A Year of Open Doors!

 In general, we are invited to open-door days, to discover an institution, or to forget about shopping for a while, a few days for example.

The Church Jubilee 2000 has opened its doors, and for more than one year! It’s true that by dint of opening the doors of the churches of Rome, the whole world and even here, there will be draughts! From all the news going around, and from the Jubilee activities taking place everywhere and at a good pace, allow me to underline two in particular for the moment, which concern us: the Catholic Scouts.

 

A Respect for Creation

This is a more than familiar expression, affecting all of our behaviour; first of all reacting faced to this or that ecological catastrophe, where the list of examples increases every time. But also positively, because for a long time we love nature, and we teach our youngest to respect it and live with it.

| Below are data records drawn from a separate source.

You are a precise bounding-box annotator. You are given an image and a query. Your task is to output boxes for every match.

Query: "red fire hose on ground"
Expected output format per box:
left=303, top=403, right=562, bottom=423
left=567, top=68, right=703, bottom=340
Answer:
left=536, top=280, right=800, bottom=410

At the beginning of this Jubilee year, the French episcopate published a beautiful text about the respect for creation. Unknown to media, this text can only cheer us up. It helps us to consider creation as the work of God. Until now, we have been accustomed to thinking that man had to conquer creation in order to be able to live and grow. It asks us to take on a new attitude: Man manages creation, as someone who produces for the good of everyone that which pertains to God; we do not own creation. It is a step of the heart, which leads to action and contemplation. The text of the Bishops ends with a quotation of Antoine de Saint-Exupéry: ¨We inherit the earth from our ancestors, we lend it to our children¨.

 

Forgiveness

Another event in this beginning of the Jubilee: The church, through the voice of the Pope himself, asks forgiveness for all the errors, crimes and violence committed throughout history and now, by Christians in the name of the gospel and of truth. This is a profound, sincere step and without a doubt, historical. I often hear criticism of the church, and of priests...; I’ve even heard in reference to a scandal involving a priest ¨C’est bien fait pour l’Eglise!¨, words perhaps justified because we must always convert. Yet I seldom see support when the church recognizes its errors and asks for forgiveness in a brave gesture. I don’t know of any other modern-day institution, which has made such a lucid effort. In any case, it is true we must live in humility.

Come on! Let’s be happy! These are things, which help us to live. The Jubilee has not yet finished. As for us – Which doors are we going to open in this closed world? Which stones are we going to move so that Jesus Resurrected can reach us? Which steps are we going to take so that man has life?